Diagonal in full column-rank binary matrix

Question

Suppose you have a full column-rank square matrix whose entries are either $0$ or $1$. Is it always possible to shuffle the columns of this matrix such that the diagonal of the new matrix produced by this shuffling consists entirely of $1$’s?

Answer 1

Hint

Consider the determinant of your matrix $A$, written the sum over all permutations $\pi$ of $\{1,\dots,n\}$ of $$ (-1)^{\text{sign } \pi}a_{1,\pi(1)}a_{2,\pi(2)}\cdots a_{n,\pi(n)} $$ Can it be the case that all of these summands are zero?

Answer 2

Hints.

Let $S_i$ consist of the numbers of those columns that have $1$ at the $i$-th place.

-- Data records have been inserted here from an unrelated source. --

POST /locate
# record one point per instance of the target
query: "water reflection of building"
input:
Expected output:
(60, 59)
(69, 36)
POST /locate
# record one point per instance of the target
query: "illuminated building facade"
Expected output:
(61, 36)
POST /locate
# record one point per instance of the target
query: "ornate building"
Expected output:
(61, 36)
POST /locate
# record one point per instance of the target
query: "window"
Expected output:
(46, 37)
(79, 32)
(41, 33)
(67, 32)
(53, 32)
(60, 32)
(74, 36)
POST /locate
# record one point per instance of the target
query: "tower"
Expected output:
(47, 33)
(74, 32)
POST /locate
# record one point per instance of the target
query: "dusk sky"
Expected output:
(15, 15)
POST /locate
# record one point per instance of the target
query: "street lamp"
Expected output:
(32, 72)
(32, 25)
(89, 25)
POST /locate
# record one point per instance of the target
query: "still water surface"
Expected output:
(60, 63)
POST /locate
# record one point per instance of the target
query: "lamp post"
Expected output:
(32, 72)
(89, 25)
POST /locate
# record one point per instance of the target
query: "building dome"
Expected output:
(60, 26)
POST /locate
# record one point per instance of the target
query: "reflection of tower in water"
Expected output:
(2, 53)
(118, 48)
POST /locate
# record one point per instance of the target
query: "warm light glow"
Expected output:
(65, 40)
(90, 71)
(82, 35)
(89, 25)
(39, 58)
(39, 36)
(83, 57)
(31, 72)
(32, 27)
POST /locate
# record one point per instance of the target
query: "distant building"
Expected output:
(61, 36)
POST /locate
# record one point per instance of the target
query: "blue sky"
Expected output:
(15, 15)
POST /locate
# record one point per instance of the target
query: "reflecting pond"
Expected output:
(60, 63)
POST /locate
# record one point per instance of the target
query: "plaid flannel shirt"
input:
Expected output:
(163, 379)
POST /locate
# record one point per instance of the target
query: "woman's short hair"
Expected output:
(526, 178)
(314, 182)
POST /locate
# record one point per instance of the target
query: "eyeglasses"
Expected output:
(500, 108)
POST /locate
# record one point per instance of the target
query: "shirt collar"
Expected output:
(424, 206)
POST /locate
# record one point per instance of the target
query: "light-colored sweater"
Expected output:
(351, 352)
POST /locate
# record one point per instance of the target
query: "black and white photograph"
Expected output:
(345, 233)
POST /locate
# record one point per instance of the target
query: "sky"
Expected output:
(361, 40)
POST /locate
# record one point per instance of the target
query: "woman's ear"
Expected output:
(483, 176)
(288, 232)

1. Prove that $|S_{i_1}\cup\ldots\cup S_{i_k}|\geq k$ for any integer $k$ $(1\leq k\leq n)$ and any $1\leq i_1<\ldots<i_k\leq n$. (Here $n$ is the order of the given matrix.)

2. Use Philip Hall's theorem on a system of distinct representatives (see, for example, M. Hall's book 'Combinatorial Theory', Theorem 5.1.1).